Franz machte Riesenaugen: »Da platzen mir die Strümpe, Herr Nachbar. Det kann doch nich Ihr Ernst sein.« »Die Spesen, die – verringere ich manchmal, da spar ich fünf Pfennig und schmeiß gleich beim Rausgehen meine Karte den Leuten in ihren Briefkasten.« »Und loofen sich die Beene ab und haben knappe Luft, und wofür denn aber?«

Sie waren am Alexanderplatz.

Da war ein Auflauf, sie traten heran. Der Kleine sah zu Franz wütend auf: »Da leben Sie mal von fünfundachtzig Mark in Monat und kommen nicht weiter.« »Aber Mensch, Sie müssen sich um den Absatz bekümmern. Wenn Sie wollen, werde ich mir mal erkundigen bei meine Bekannten.« »Quatsch, hab ich Sie gar nicht beauftragt, ich mach meine Geschäfte alleene, mach keine Kompaniegeschäfte.« Sie waren mitten im Auflauf, es war eine gewöhnliche Schimpferei. Franz suchte den kleinen Mann, der war weg, verschwunden. Looft der weiter so rum, staunte Franz, ich bin platt wie ne Flunder. Wo ist denn nu bloß mein Unglück passiert? Er trat in eine kleine Kneipe, nahm einen Kümmel, blätterte im Vorwärts, Lokalanzeiger. Steht ooch nich mehr drin als in der Mottenpost, gibt da ein großes Rennen in England, Paris auch; vielleicht haben sie da mächtig auszahlen müssen. Kann ooch ein großes Glück gewesen sein, wenn einem die Ohren so klingen.
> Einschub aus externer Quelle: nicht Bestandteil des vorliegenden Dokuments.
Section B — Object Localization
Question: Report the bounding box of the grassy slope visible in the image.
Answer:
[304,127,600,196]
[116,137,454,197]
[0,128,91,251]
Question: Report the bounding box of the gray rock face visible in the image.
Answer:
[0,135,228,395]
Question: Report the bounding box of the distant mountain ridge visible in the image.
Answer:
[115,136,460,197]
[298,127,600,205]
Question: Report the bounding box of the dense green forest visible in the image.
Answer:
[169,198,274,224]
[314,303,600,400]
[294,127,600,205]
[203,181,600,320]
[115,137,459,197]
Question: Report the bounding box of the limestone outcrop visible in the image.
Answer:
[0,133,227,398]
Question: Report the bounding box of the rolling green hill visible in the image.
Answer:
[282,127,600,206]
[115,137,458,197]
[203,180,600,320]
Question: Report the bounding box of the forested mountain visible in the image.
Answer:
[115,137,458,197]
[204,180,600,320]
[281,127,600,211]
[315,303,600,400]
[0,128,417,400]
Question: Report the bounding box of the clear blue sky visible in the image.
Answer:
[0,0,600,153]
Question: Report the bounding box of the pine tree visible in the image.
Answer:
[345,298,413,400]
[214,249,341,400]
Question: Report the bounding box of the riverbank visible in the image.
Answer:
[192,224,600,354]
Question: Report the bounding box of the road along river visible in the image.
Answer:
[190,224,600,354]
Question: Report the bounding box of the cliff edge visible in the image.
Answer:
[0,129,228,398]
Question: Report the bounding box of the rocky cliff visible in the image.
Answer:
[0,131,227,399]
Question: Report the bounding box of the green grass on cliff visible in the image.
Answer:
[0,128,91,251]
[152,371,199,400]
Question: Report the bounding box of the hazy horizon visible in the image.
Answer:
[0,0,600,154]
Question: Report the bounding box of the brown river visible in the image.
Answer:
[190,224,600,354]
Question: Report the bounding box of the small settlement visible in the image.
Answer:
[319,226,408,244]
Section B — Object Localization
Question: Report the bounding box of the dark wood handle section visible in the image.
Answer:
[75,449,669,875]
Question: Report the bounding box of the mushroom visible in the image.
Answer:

Und ist im Begriff, nach Hause zu gehen und kehrt zu machen. Da muß er mal über den Damm und sehen, was im Gedränge los ist. Die große Bockwurst mit Salat! Hier, junger Mann, die große Bockwurst. Montag Morgen, die Welt, die Welt am Montag!

Wat sagen Sie zu die beede; die kloppen sich schon eine halbe Stunde rum, und keen Grund. Mensch, hier bleib ick bis morgen. Sie, Sie haben hier woll uffn Stehplatz abonniert, daß Sie sich so breitmachen. Nee, wat een Floh ist, der kann sich nicht breitmachen. Au Backe, kiek mal, der gibt ihm Saures.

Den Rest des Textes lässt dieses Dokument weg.